The arrival of the skrei is something of an event in the dark calendar of northern Norway. And so, in celebration, this year the Norwegian Seafood Council invited seven chefs from around Europe to Senja – to see what they’d do with a slab of top-quality skrei. And to provide a little spice, Haakon, Crown Prince of Norway, decided to put in an appearance too.
It’s a novelty travelling in the deep Scandinavian winter as the titanic battle between light and dark is waged around you – oddly more interesting than constant daylight. Even schoolchildren celebrate when the sun breaks the horizon, but here it hasn’t a hope of poking through the mountains, so there are just a few hours of dim light. Still, there’s the excellent cod – in order to experience skrei truly fresh, you need to visit between January and April.
Nearly two hours north of Oslo, we descend into the massive white bowl that is Bardufoss Airport. The air, at -15ºC, nips at us as we make for the terminal building. Then it’s due northwest to the island of Senja (which has recently crept onto the ski-touring map – you can ski from mountain heights right down to the sea’s edge). Eventually, we reach Hamn on the western shore, where rockfaces scarred with snow and ice loom in the gloaming. Hamn hotel is set in a former fish depot – a central building with a series of comfortable villas stretching along the bay. As we arrive, a small pod of killer whales is playing in the harbour. Beyond them, the view looks out over the blue-black sea to Greenland.
Not for long, though. By 2.30pm it is dark again, leaving me discombobulated. We are at 69 degrees north here and it really is unutterably different from normal life anywhere else. And bitterly, bitterly cold. I test the water with my hand and it’s five minutes before the warmth starts to seep back into it. Was that the blood beginning to freeze inside my skin?
It’s hard to overestimate the importance of cod to Norway before there was oil. Even the Norse sagas refer to it. For several hundred years it was the only source of prosperity in a remorseless land. Over the long, near-lightless winter months fishermen would row out into the Norwegian Sea to haul it in. And they found ingenious ways of preserving it. They salted it and smoked it, even air-dried it: left hanging on frames in air so cold that it couldn’t rot, it became as stiff as cardboard. From here it was sent as far as Spain and Italy, where, of course, dried cod – bacalao and baccalà – is now a delicacy.
But we are here to see what our chefs will do with skrei, and in the darkness of the afternoon we retreat inside to the kitchen. So what do they think of it?
“Well, it’s a lovely, firm bit of cod”, says Michael Mathieson, a partner and consultant chef at Michelin-starred Chez Roux.
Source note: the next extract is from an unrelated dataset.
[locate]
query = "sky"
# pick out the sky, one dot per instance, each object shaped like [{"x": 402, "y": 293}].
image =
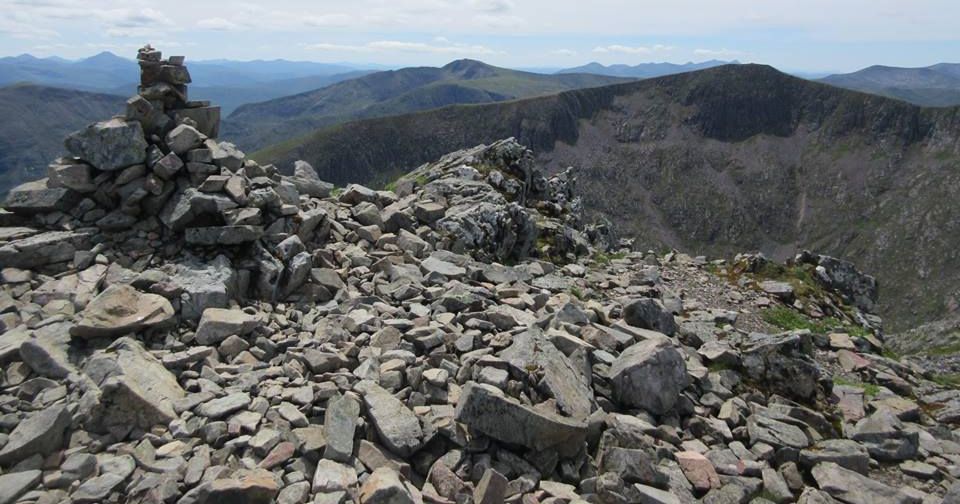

The 1,000-mile and more journey, all the way from the Barents Sea, is the thing that distinguishes skrei. They arrive exceptionally lean, with nary a gram of fat. Their flesh is more muscular, firmer and whiter than the regular coastal cod that stays off the Norwegian shoreline year round. And it is superb to cook with. Around me, it is all industry as the chefs get to work. A few hours later, at dinner with the dignitaries of the local fishing community and Prince Haakon, six dishes of skrei tapas are brought out for us to taste.
Mathieson’s is a small tower of shredded skrei and crab meat topped with sandy orange roe, smoked egg yolk and a whisky gastrique, a will o’ the wisp of single malt that evaporates as soon as you put it in your mouth. Jonas Lundgren, of the eponymous Swedish restaurant, teases the Norwegians with a take on a traditional Swedish codfish, serving the skrei with egg and roe, brown butter and dill. And ElBulli alumnus Sergio Pérez from Spain offers up a variant on callos, using the cod tripe with peppercorns, onion, garlic and tomato – and chorizo, of course. There’s a whole Latin party going on in there.
The main course, prepared by the two chefs from the Norwegian national culinary team, is a roll of cod loin with caramelised cauliflower purée, pickled onions and a sherry vinaigrette. On top sit two battered cod tongues. Locally, the tongue is considered the most delicate part, but I’ll beg to differ. Skrei flesh itself is magnificent. People talk of “flakes” of cod, sections of flesh that slide out from one another. With skrei they’re a couple of inches across and firm – more like the slab of an avalanche than a snowflake.
Next morning we head off for a trip out into the fishing grounds. The weather is so unbelievably cold hereabouts that you need to wear multiple layers and a full windproof suit, complete with furry boots and gloves, and a head cover and hat to protect every exposed inch of skin. Dressed up like noddy men we sail for 45 minutes out into the gloom, the moon providing more light than any sun (it’s still loitering below the horizon somewhere). We halt in about 30m of water and, after bobbing for a while, we cast lines overboard, jerking them from time to time to make the sinker flash.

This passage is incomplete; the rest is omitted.